Provengono infatti da diverse regioni italiane, Toscana, Umbria, Puglia, Trentino, Lazio, Veneto, Lombardia. «In questo periodo così difficile, però, è arrivata la “Fratelli tutti” di papa Francesco – mi raccontano – e la stima che avevamo per lui ci ha portato ad avvicinarci a questa enciclica. In fondo, lui stesso dice di averla scritta a partire dalle sue convinzioni cristiane, certo, ma in modo che la riflessione fosse aperta al dialogo con tutte le persone di buona volontà. Ci è sembrato un documento universale pensato e scritto per tutti, un tutti nel senso di ciascuno, di ogni donna, di ogni uomo. Per tutti anche nel senso che affronta tutti i problemi del difficile tempo che viviamo; e mentre ce ne presenta la gravità ci mette in guardia, ma, contemporaneamente, ci indica la via per frenare questa pazza corsa verso un non ritorno».

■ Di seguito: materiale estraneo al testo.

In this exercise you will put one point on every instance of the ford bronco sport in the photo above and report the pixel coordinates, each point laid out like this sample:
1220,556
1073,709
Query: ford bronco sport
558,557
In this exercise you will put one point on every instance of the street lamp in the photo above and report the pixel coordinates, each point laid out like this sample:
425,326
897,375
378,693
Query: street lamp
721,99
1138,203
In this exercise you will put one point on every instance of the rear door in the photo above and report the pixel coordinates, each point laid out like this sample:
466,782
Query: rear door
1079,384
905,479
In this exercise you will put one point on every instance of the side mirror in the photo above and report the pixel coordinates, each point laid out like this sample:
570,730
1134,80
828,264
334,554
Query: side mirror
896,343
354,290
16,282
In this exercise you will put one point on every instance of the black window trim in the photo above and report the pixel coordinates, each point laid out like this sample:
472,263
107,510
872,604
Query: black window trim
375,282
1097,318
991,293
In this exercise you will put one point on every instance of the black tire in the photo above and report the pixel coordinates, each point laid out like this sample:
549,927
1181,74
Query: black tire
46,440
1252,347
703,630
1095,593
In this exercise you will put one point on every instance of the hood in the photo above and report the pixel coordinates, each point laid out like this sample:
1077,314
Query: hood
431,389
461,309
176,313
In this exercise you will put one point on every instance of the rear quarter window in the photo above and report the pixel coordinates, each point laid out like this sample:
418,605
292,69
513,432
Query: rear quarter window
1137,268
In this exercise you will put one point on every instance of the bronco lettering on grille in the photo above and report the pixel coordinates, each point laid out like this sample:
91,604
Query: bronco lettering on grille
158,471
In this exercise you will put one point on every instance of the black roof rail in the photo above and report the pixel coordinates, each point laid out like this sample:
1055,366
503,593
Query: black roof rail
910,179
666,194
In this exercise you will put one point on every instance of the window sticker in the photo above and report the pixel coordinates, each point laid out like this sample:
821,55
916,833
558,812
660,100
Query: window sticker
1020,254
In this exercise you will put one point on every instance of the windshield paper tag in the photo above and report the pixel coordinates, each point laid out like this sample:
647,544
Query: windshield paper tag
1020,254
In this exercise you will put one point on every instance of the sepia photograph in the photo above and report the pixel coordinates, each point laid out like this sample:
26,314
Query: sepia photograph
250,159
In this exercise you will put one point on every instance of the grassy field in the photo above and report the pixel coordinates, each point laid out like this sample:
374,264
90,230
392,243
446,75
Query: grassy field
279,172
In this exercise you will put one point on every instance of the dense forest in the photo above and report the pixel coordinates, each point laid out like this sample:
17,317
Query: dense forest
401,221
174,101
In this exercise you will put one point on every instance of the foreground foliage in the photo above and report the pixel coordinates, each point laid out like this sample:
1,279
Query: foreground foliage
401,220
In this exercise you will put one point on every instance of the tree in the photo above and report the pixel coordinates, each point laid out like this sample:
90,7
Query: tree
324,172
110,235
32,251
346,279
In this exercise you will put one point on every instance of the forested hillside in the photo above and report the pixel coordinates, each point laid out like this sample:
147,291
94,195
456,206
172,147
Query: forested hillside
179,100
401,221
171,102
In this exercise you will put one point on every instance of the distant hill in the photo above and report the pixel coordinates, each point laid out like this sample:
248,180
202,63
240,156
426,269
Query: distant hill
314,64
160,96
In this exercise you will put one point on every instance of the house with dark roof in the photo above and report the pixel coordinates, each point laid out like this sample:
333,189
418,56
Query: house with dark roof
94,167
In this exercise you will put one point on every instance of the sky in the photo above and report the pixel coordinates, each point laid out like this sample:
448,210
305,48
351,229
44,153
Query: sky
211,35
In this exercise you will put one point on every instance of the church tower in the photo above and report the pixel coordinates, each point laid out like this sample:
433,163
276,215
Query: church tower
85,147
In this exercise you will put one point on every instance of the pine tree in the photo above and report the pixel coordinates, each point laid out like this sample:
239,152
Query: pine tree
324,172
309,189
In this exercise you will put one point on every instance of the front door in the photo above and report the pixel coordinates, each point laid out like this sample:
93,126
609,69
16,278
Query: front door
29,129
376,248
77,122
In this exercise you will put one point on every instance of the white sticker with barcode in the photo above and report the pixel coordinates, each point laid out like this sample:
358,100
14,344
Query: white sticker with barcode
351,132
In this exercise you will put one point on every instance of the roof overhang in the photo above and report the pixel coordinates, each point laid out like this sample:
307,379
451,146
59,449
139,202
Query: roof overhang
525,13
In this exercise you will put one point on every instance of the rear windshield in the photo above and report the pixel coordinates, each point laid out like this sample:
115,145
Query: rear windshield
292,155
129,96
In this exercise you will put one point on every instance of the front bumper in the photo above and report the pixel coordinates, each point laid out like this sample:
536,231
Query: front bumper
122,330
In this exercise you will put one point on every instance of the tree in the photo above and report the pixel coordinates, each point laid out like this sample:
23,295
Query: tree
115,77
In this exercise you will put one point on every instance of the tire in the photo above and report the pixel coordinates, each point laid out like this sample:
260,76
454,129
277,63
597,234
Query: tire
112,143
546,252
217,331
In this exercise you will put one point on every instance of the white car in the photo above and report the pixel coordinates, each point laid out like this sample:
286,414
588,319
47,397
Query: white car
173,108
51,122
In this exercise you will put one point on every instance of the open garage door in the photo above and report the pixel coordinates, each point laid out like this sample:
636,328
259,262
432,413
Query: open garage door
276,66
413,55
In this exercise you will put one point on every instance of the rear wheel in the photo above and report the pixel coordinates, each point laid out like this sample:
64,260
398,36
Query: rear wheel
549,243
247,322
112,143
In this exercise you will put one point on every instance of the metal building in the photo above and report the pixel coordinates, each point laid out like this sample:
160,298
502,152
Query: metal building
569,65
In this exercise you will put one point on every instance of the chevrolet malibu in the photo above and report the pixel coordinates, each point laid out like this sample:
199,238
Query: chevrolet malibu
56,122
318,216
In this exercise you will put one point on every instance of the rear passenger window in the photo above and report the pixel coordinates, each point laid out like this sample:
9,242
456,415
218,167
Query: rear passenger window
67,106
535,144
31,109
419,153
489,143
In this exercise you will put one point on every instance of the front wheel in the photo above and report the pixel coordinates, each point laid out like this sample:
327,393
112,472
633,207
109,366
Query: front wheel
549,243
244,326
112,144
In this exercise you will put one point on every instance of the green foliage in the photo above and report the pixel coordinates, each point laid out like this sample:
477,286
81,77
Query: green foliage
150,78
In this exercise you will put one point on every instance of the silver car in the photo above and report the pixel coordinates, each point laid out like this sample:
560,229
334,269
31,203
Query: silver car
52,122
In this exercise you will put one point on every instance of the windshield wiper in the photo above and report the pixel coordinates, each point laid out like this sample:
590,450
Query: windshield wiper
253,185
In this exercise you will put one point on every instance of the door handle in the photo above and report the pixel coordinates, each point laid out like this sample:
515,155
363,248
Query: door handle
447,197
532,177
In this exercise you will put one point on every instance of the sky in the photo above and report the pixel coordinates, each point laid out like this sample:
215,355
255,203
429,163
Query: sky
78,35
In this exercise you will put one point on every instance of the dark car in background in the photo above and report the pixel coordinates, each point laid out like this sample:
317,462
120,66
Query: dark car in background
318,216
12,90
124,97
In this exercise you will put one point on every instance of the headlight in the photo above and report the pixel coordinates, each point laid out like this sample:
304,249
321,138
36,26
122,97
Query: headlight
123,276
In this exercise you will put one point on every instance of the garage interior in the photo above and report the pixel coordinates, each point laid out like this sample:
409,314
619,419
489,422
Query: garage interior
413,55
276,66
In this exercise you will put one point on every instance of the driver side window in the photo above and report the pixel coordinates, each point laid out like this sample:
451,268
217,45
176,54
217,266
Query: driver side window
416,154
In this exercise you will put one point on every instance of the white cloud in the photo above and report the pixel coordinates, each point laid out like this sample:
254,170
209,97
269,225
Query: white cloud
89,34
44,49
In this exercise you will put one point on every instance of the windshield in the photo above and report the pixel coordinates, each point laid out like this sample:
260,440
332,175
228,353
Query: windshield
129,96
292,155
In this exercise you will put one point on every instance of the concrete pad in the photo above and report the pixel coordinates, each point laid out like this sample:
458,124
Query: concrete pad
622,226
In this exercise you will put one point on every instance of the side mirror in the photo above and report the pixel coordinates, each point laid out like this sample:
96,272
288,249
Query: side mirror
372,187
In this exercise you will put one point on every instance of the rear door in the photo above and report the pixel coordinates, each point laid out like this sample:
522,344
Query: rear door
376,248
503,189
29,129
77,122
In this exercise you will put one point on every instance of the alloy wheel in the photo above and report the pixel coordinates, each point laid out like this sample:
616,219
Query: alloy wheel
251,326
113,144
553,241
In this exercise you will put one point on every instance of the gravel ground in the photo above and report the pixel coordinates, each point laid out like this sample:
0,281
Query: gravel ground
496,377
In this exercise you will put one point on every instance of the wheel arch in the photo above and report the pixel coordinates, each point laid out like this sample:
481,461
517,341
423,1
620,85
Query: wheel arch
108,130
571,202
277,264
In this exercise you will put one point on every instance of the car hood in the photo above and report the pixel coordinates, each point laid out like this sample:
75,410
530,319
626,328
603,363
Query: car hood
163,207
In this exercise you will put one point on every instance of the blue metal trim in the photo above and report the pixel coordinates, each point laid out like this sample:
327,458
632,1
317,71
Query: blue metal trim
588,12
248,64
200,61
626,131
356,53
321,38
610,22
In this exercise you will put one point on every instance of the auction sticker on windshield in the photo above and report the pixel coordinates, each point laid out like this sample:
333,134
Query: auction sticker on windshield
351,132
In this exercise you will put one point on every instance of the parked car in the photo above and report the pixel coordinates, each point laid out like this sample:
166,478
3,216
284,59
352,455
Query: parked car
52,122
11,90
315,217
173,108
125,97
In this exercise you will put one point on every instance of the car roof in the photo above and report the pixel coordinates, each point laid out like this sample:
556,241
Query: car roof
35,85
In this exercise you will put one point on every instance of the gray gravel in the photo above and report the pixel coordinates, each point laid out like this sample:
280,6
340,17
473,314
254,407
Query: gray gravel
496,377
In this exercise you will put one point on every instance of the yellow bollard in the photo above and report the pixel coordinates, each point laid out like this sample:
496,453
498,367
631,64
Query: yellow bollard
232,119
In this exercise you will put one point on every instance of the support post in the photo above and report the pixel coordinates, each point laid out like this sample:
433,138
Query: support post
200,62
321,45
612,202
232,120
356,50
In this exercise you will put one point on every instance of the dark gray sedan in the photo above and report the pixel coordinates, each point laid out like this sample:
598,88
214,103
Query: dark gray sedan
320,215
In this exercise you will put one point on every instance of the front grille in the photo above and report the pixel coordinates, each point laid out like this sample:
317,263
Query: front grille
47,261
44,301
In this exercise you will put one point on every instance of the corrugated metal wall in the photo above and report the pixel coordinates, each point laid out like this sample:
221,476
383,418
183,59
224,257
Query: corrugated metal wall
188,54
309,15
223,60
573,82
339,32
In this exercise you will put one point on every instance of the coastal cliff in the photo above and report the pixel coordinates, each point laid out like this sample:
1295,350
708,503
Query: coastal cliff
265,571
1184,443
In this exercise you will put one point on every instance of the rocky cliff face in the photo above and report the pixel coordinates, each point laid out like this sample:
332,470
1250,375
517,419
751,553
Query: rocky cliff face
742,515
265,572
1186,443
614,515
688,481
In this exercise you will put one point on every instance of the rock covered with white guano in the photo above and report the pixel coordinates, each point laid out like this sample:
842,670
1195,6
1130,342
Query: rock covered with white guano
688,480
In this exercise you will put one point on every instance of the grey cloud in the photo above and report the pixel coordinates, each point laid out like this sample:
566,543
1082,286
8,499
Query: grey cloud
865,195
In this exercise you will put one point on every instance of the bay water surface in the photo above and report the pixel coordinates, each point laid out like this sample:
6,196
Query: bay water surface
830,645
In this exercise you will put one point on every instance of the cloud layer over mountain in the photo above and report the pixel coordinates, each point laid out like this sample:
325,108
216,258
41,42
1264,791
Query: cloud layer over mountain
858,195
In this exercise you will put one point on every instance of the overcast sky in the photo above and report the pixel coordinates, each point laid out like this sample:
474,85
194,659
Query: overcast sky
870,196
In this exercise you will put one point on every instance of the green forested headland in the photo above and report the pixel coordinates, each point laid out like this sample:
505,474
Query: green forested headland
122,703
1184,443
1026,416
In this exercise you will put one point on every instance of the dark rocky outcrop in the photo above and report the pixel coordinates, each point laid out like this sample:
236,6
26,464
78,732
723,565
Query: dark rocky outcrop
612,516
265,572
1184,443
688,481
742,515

Da qui una decisione: oltre a partecipare ai tanti appuntamenti che hanno visto l’intervento di esperti, studiosi, intellettuali «volevamo lasciarci interpellare personalmente dall’enciclica, con l’atteggiamento di chi è disposto a domandarsi da che parte stiamo, costringerci a dare delle risposte su cosa stiamo facendo per contribuire a quell’aspirazione mondiale alla fraternità di cui parla papa Francesco nell’enciclica».
Scelgono quindi un metodo: una lettura da parte di ognuno dei vari capitoli con una condivisione quindicinale delle riflessioni scaturite, senza mediazioni di esperti esterni. «Con nostra grande sorpresa – confidano – abbiamo visto fiorire inaspettate conferme della bontà del percorso scelto: al piccolo gruppo iniziale si sono aggiunti man mano altri, in qualche modo attirati da questa modalità nuova di interagire con un documento complesso come questo. Alcuni hanno confessato di essersi avvicinati per la prima volta ad un’enciclica». E lo fanno con uno stile: «Dialogo a tutto tondo, senza preconcetti, in un ascolto partecipe e profondo delle opinioni di ognuno, con fiducia e rispetto reciproci, certi di crescere ed arricchirci insieme».
Ne scaturiscono incontri vivacissimi e coinvolgenti, riflessioni dense di significato, al punto che pensano di raccoglierle in un libretto dal titolo “Unità nella diversità”. E, logicamente, di farne dono a papa Francesco. La già citata lettera del 30 agosto si conclude infatti: «Caro papa Francesco, grazie per l’enciclica e per quello che stai facendo per l’umanità e per la Chiesa. Saremmo lieti di poterti incontrare personalmente per consegnarti il frutto di questo lavoro composto dalle riflessioni di tutti coloro che hanno partecipato. Chi tra noi è religioso prega per te, chi invece non lo è ti rivolge un intenso pensiero pieno di simpatia e gratitudine».
Il papa ringrazia e si dice disposto. Ed ecco perché alcuni del gruppo partecipano all’udienza e Luciana, a nome di tutti, consegna nelle mani di Francesco non solo il libretto che è quasi un dialogo aperto con lui, ma l’impegno che esso contiene ad essere costruttori di fraternità. In una delle pagine introduttive scrivono: «Grazie anche a te ci siamo contaminati in maniera feconda e abbiamo capito, in maniera ancora più profonda che “da soli si rischia di avere dei miraggi, per cui vedi quello che non c’è; i sogni si costruiscono insieme”. Siamo qui a chiederti una parola affinchè questo cammino prosegua e che ognuno di noi, al cui interno abita il viandante, la vittima, il bandito, il sacerdote e il levita e il samaritano, si orienti decisamente a vivere per generare un mondo aperto e a costruire un noi che abiti la Terra». Conoscendoli, siamo certi che sarà così, anzi lo è già!